On 19 August 1843, a huge fire broke out at Topping's Wharf, on the south bank near London Bridge. It destroyed the warehouses and the nearby church of St Olave, Bermondsey.
|The fire at Topping's Wharf, 1843. © NMM|
Another fire destroyed the buildings at Irongate Wharf, in January 1847. Fortunately, the fire did not spread to the nearby warehouses of the St Katharine Docks.
|Ruins of Irongate Wharf, 1847. © NMM|
However, the St Katharine Docks were not so fortunate in January 1866, when a fire gutted the warehouses there.

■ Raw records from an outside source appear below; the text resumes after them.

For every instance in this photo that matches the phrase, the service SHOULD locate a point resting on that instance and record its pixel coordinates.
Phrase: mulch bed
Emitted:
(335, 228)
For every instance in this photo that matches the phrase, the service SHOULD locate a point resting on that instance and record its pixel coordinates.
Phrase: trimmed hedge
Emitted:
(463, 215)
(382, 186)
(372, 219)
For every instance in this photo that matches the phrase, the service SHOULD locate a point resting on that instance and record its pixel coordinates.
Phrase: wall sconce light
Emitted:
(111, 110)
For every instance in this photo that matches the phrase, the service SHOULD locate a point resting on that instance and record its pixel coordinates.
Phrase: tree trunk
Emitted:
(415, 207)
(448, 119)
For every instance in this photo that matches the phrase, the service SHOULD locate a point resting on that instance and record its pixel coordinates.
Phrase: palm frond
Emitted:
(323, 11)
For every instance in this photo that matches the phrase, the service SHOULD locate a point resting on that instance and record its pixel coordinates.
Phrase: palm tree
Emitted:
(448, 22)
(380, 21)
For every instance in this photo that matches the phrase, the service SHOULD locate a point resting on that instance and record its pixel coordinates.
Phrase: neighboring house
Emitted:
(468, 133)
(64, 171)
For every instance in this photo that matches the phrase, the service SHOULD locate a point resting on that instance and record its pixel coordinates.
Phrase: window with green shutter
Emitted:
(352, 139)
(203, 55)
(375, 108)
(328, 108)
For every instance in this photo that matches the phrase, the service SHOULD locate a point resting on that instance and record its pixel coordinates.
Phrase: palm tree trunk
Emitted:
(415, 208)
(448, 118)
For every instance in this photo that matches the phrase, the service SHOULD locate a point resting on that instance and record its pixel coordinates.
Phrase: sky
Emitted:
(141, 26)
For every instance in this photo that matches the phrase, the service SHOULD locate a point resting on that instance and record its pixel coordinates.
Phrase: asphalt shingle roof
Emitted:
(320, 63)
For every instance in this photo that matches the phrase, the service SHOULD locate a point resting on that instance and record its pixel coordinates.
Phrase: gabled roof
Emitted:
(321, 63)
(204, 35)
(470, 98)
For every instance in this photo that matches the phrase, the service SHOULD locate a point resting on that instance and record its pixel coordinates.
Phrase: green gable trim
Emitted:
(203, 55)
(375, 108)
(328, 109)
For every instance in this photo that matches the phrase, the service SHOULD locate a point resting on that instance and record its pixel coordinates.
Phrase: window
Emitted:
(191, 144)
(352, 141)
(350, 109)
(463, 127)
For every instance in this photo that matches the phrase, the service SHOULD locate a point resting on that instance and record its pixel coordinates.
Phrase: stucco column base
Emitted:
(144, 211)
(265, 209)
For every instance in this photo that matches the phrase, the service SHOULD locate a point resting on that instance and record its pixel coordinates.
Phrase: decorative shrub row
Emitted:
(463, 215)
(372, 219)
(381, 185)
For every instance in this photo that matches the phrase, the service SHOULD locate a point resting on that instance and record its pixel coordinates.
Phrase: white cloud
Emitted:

|The fire at the St Katharine Docks, 1866. © NMM|
A scene of utter devastation at Rotherhithe in December 1871. This engraving shows members of the Metropolitan Fire Brigade inspecting the ruins.
|The Great Fire at Rotherhithe, 1871. © NMM|
|The great fire at Brook's Wharf, 1876. © NMM|
A huge fire at a warehouse at Brook's Wharf, Queenhithe, in June 1876.
Fires in the shipyards and riverside industries
|The explosion at the Samuda Works, Blackwall. © NMM|
The wharves and the warehouses were not the only dangerous parts of the port. The numerous shipyards, workshops and factories along the river increased the risk of fire. In November 1844, a boiler explosion at the Samuda Works in Blackwall killed three workmen and destroyed several buildings.
|The fire at Scott Russell's Yard, 1853. © NMM|
One of the most disastrous fires anywhere in the port occurred in September 1853. Part of John Scott Russell's shipbuilding yard on the Isle of Dogs - where the Great Eastern would soon be built - and the neighbouring Napier's Yard were destroyed.
Distilleries were also prone to fires. The Three Millls Distillery, on the River Lea, suffered a disastrous fire at its granary in August 1920.
|The Three Mills Distillery, August 1920. © NMM|
The Rum Quay fire of 1933
|Clearing up after the fire at the Rum Quay. © NMM|
One of the worst fires in the docks occurred at the Rum Quay, at the West India Docks. This started on 21 April 1933 and took four days to put out.
One of the main sheds and a vault were destroyed, along with 6,500 puncheons (3.1 million litres) of rum.